Last month the council tabled resolutions asking state representatives to support local legislation that would allow Pell City residents to vote on whether to allow alcohol sales on Sunday. The council also tabled a resolution asking that the local delegation introduce a bill that would allow the city to set up cameras at intersections. The cameras would enable the city to ticket individuals who run red lights, stop signs or speed along city streets.
“We have to get those men on board or we’re wasting our time,” Councilwoman Dot Wood said when the council discussed the proposed resolutions supporting legislation.
The council never took action or voted for the passage of either resolution.
Wood said the city did not need to waste money on legal notices if legislators would not support one or both bills. She suggested the council meet with the local delegation to see if they would support the measures.
On Friday, the council got its answer.
“It’s a revenue measure, not a safety measure,” Rep. Randy Wood, R-Anniston, said about possible legislation that would allow cameras at intersections in Pell City.
He said it only took one person to kill local legislation, and all senators and representatives whose districts touch St. Clair County would have to agree to support the proposed local legislation.
“I’m the one to say that (camera bill) is dead,” Wood said. “… That camera is not going to stop wrecks at that intersection.”
Rep. Jim McClendon, R-Springville, said he would support a study to see if a camera would actually reduce the number of vehicle crashes at a certain intersection.

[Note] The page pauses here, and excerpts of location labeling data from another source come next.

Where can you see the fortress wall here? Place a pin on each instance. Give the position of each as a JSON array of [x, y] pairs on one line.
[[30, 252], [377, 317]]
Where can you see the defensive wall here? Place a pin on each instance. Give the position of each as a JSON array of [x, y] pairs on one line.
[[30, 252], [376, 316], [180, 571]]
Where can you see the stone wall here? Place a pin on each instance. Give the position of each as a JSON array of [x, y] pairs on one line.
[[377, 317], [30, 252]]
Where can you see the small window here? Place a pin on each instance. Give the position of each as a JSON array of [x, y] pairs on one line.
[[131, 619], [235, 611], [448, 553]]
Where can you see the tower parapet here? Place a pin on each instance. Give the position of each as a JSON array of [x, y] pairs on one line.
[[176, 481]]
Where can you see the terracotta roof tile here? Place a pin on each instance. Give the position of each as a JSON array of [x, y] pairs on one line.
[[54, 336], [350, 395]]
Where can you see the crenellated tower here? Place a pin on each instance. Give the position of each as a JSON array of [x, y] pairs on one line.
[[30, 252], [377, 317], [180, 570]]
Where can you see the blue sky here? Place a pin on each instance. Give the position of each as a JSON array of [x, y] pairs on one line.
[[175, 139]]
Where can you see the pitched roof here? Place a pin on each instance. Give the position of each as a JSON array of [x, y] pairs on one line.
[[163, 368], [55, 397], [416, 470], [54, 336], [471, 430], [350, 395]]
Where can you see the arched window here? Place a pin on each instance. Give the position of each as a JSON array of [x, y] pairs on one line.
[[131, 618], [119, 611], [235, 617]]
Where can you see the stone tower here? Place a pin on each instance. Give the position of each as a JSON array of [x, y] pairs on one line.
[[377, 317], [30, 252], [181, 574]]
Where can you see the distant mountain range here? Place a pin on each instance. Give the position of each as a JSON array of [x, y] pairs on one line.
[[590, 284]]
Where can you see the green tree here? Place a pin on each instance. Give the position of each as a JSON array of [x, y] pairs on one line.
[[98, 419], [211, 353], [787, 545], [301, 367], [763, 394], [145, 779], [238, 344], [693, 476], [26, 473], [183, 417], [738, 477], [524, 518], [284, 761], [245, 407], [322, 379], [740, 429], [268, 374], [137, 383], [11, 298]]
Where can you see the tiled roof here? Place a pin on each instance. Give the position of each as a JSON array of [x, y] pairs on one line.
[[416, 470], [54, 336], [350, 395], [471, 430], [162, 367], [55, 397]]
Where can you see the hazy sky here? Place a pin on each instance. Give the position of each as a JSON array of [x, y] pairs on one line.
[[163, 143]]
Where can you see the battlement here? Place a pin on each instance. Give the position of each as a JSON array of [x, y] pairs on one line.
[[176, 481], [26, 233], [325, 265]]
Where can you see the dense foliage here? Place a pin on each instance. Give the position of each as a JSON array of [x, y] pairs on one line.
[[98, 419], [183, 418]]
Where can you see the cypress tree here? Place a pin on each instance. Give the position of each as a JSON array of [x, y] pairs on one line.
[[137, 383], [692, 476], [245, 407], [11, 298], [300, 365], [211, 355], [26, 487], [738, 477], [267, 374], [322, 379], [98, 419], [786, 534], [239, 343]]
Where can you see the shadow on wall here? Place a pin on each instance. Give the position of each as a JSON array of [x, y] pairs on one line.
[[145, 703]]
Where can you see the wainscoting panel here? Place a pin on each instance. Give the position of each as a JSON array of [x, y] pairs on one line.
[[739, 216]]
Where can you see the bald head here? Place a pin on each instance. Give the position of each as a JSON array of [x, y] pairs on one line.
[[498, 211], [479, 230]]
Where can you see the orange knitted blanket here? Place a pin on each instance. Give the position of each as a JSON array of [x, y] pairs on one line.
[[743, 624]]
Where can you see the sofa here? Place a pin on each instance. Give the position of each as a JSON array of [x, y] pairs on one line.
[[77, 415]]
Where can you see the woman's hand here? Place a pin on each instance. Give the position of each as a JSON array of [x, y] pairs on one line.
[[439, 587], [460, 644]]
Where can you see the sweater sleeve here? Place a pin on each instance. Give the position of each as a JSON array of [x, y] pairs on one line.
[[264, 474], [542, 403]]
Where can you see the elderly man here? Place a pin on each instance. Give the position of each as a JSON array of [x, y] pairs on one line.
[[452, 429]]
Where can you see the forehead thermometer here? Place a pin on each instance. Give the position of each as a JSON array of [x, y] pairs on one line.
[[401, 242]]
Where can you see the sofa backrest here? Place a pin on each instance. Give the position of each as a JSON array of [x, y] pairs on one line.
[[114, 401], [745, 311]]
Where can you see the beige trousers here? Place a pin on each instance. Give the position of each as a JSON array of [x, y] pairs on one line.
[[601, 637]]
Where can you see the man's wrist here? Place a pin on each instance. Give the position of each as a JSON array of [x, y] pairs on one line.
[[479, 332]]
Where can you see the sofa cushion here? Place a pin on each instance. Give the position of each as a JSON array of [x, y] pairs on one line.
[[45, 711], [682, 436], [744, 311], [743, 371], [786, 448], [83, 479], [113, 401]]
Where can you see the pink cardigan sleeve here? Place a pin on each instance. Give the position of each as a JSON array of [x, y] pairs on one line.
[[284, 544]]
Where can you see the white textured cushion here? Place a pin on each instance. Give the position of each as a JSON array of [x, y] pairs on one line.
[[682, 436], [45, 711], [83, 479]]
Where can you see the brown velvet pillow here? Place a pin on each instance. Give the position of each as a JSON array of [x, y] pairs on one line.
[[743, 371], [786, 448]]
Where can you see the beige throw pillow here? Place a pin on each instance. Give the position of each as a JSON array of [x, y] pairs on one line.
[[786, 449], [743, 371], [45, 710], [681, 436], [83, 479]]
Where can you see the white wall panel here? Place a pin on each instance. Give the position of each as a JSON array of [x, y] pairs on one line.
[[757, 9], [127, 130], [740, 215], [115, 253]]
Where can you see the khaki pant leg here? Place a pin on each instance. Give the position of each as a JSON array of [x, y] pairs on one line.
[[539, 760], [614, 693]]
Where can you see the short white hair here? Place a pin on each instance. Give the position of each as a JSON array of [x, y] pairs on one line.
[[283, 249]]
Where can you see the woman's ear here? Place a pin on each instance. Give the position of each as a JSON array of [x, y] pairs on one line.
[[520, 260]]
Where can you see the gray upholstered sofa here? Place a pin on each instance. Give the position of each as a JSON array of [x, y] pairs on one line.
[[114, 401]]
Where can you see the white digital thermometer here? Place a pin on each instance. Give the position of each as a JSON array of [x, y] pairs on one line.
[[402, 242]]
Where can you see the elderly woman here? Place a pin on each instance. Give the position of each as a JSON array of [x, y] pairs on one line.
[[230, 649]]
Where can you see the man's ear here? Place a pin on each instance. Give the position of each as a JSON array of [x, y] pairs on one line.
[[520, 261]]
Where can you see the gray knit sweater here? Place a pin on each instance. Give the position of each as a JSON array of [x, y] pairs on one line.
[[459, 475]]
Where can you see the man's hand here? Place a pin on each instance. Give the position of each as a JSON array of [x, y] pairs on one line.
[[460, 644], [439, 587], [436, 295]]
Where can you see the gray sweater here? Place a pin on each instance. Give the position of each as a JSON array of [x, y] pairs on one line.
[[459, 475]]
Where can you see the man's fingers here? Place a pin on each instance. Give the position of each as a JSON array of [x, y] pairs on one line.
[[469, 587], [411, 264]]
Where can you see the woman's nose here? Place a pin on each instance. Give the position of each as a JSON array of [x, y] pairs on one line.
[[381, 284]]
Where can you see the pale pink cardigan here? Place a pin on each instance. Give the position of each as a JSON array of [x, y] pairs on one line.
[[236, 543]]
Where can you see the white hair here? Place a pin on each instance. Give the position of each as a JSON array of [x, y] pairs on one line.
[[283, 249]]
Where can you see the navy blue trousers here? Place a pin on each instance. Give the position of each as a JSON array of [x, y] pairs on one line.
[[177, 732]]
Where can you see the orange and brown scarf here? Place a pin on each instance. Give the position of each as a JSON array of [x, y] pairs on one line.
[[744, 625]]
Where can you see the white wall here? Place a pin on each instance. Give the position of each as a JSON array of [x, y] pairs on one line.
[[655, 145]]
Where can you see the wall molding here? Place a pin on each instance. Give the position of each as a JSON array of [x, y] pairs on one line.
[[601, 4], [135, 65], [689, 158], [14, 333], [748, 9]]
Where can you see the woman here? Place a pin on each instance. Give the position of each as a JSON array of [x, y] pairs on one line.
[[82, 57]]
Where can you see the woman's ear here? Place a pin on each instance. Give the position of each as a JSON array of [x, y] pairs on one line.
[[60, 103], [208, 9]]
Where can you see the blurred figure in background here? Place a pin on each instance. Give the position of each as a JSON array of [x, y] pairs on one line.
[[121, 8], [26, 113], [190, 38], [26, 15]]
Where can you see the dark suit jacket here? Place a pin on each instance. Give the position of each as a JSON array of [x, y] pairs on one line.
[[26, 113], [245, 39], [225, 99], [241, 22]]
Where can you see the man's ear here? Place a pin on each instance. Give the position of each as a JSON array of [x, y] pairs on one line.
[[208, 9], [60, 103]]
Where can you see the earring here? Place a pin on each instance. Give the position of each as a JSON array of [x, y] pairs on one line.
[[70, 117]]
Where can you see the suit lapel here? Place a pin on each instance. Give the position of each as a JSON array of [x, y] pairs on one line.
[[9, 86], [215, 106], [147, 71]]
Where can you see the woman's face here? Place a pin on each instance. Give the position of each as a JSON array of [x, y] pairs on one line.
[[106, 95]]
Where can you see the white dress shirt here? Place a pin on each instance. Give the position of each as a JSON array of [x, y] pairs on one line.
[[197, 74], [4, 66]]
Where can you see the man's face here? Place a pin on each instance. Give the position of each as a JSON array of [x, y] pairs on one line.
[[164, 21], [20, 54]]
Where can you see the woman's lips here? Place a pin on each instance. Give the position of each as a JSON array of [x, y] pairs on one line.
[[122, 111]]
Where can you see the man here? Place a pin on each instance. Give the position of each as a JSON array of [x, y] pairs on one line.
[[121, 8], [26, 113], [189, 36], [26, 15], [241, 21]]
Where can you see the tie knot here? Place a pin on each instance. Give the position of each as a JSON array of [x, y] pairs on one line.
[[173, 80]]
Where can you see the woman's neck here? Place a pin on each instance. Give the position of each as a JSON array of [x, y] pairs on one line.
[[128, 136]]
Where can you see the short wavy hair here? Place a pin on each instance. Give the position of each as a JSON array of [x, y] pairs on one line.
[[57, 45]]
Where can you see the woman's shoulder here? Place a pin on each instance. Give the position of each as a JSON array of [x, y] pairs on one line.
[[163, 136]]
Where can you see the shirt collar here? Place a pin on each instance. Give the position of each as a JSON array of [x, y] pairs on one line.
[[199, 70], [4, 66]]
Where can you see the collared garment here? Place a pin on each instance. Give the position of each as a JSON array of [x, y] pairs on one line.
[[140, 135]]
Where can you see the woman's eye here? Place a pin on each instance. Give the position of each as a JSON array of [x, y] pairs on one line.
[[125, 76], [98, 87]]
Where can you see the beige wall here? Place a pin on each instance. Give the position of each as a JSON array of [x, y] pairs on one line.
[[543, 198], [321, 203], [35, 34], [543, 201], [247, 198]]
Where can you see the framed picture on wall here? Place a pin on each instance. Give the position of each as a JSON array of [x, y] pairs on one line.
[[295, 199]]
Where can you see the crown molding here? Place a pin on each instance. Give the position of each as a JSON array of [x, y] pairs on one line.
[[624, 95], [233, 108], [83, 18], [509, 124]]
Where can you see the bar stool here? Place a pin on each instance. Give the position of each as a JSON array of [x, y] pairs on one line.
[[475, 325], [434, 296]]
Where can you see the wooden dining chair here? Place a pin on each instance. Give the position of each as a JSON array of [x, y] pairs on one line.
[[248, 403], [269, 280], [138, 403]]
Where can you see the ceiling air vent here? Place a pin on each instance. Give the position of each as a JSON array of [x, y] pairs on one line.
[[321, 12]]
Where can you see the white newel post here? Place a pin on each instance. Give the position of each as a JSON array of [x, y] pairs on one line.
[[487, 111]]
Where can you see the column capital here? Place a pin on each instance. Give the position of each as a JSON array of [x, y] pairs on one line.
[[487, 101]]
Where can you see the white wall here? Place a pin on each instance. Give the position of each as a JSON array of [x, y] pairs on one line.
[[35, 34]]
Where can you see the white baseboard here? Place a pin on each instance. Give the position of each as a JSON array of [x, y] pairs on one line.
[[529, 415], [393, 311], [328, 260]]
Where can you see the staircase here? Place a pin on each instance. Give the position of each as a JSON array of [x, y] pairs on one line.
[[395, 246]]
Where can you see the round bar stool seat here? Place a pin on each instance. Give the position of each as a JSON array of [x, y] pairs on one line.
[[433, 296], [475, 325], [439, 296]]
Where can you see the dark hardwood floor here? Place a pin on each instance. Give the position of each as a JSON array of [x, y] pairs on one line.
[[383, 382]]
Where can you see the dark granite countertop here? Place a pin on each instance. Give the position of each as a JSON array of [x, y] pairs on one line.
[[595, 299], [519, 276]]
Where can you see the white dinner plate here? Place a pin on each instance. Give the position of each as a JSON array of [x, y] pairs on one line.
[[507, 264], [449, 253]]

“I could support red light cameras under certain conditions,” he said, adding that an intersection with cameras needed to be “well marked,” so it is not considered a measure to raise revenue but to actually reduce crashes.
“I could see running a study,” he said.
Both state representatives met with the Pell City Council and mayor Friday during an all-day special called council meeting.
Neither Wood nor McClendon appeared to support local legislation that would allow Pell City residents to vote on whether the city could have legal alcohol sales on Sunday.
Wood said he would have to believe the majority of the people in Pell City would want Sunday alcohol sales.
Mayor Joe Funderburg said city officials were not asking that the two representatives support Sunday alcohol sale, but only introduce legislation to allow the people of Pell City to vote on the matter.
He said a group of people asked the previous council to explore the possibility of Sunday alcohol sales in Pell City. The previous council unanimously approved both resolutions.
“It makes no difference to me one way or another,” Funderburg said. “I remember when St. Clair County was dry and the only people who made money were the bootleggers. This is only an opportunity for the people to vote on it. If the people vote it down, so be it.”
McClendon and Wood said they represent a conservative voting district, which includes Pell City.
“It’s not the voters in Pell City, it’s the voters everywhere else,” McClendon said.
McClendon said proponents could use his support for the proposed legislation against him, saying he supports Sunday liquor sales.
Funderburg reiterated that the legislation does not allow Sunday alcohol sales, but only provides a democratic process for an issue that is decided by the majority vote of the people.
“It should be up to the people of Pell City,” he said. “Let the people speak — do you want it or not?”
Funderburg said proponents of Sunday alcohol sales say it could attract more businesses and restaurants to Pell City.